Lastly, spare yourself damage by running away from Warriors and other melee characters. Hide behind walls or move side to side to avoid arrows, spears, and projectile-based spells. If possible, stay out of spell range of anti-Monk characters such as Mesmers. At the very least, make them run up to get you. Don't run to them. If you follow these tips you can keep yourself alive without as much healing, thus saving Energy to heal others on your team.
Devastating Hammer [Elite]
Warrior - Hammer Mastery - Attack
Attack. If Devastating Hammer hits, your target is knocked down and suffers from Weakness for 5..20 seconds.
While not as common as a Monk, the Devastating Hammer Warrior also shows up in many GvG battles. The exact skills can vary, but if you try this build, you'll gain an appreciation of how Hammer Warriors work.
- Devastating Hammer
- Heavy Blow
- Crushing Blow
- Irresistible Blow
- Healing Signet
- Resurrection Signet
- Hammer Mastery: 13 (12+1)
- Tactics: 9
- Strength: 9
Note: Consider adding any runes you've unlocked. A Superior Hammer Mastery rune pumps up your damage but reduces your Health.
- Stoneskin Insignia on hands (very important for any knock-down Warrior)
- Radiant Insignia Armor (you'll need the extra Energy for Irresistible Blow)
- Hammers of choice (Vampiric and Zealous Hammers work well)
Hit with Devastating Hammer to cause Weakness. With the target on the ground, follow with Crushing Blow to apply a Deep Wound. When the target gets up, hit with Heavy Blow to knock it down again. The Deep Wound covers the Weakness, making it difficult to remove quickly. The Weakness should stay on long enough so you can utilize Heavy Blow for the knock down. Because you'll have lost all your adrenaline by this point, follow up with Irresistible Blow for a finishing smash.

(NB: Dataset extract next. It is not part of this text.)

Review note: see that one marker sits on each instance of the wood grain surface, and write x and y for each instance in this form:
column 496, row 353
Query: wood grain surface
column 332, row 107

Against a Monk, you can inflict a great deal of damage and hamper healing ability at the same time. If nobody removes the Deep Wound, any healing done to your target loses 20 percent of its effectiveness.

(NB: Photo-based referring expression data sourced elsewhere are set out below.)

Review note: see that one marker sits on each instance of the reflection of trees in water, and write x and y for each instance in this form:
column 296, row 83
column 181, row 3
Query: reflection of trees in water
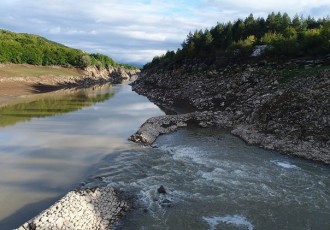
column 49, row 106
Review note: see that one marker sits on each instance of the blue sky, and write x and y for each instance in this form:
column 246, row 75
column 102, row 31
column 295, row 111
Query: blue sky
column 136, row 31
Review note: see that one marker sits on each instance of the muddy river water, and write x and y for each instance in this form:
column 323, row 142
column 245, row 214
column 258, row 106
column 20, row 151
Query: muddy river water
column 213, row 180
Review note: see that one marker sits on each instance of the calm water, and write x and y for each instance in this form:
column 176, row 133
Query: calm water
column 213, row 179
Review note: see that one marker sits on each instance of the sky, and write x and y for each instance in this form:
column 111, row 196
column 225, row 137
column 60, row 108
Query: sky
column 134, row 31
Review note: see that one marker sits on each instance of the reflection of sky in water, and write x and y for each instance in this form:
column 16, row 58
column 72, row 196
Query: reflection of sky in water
column 47, row 156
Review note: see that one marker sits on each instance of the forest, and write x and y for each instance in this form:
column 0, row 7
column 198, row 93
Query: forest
column 21, row 48
column 278, row 36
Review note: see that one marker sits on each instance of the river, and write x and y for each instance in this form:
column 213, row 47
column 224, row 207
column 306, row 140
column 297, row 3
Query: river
column 212, row 179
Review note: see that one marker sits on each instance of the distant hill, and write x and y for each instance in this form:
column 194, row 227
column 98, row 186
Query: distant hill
column 22, row 48
column 278, row 36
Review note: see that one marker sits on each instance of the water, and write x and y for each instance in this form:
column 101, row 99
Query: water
column 51, row 143
column 213, row 180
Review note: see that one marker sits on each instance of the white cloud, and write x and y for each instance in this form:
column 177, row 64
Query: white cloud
column 135, row 31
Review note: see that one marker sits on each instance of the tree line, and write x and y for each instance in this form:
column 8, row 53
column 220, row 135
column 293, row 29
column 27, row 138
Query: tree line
column 278, row 34
column 21, row 48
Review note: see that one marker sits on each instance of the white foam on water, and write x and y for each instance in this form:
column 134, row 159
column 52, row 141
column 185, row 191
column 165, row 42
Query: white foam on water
column 285, row 164
column 235, row 220
column 187, row 154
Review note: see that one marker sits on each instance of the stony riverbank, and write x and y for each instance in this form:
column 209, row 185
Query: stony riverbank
column 18, row 80
column 94, row 209
column 283, row 106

While Frenzy does let you build adrenaline quicker, remember that it also makes you spike faster with attack skills. To spike, unload your various attack skills as fast as possible in an organized chain. Without Frenzy, you're confined to the normal attack speed of a hammer (once every 1.75 seconds) when unleashing attack skills. With an attack speed boost such as Frenzy, you attack 33 percent faster, meaning you can hit your target with skills 33 percent faster. Such an increase in damage delivery heavily pressures a Monk, making it hard to heal. When one or more of your attacks causes knock downs, you can often take out a Monk by yourself.
Take a Risk
Study your opponents, check out some forums, or watch Observer Mode and find something you haven't played. If you are completely new to PvP, practice with a given build for several rounds at least. A lot of skill and time goes into PvP, and mastering it won't happen quickly. Many of these builds such as the Devastating Hammer Warrior form core components of common builds in the GvG metagame, so besides having the potential for great fun in Random Arenas, you can learn something useful about individual characters in the metagame. For example, you may see Master of Magic Elementalist/Monk smiters in GvG matches or Heroes' Ascent, but you may not necessarily know how they work until you try playing as one.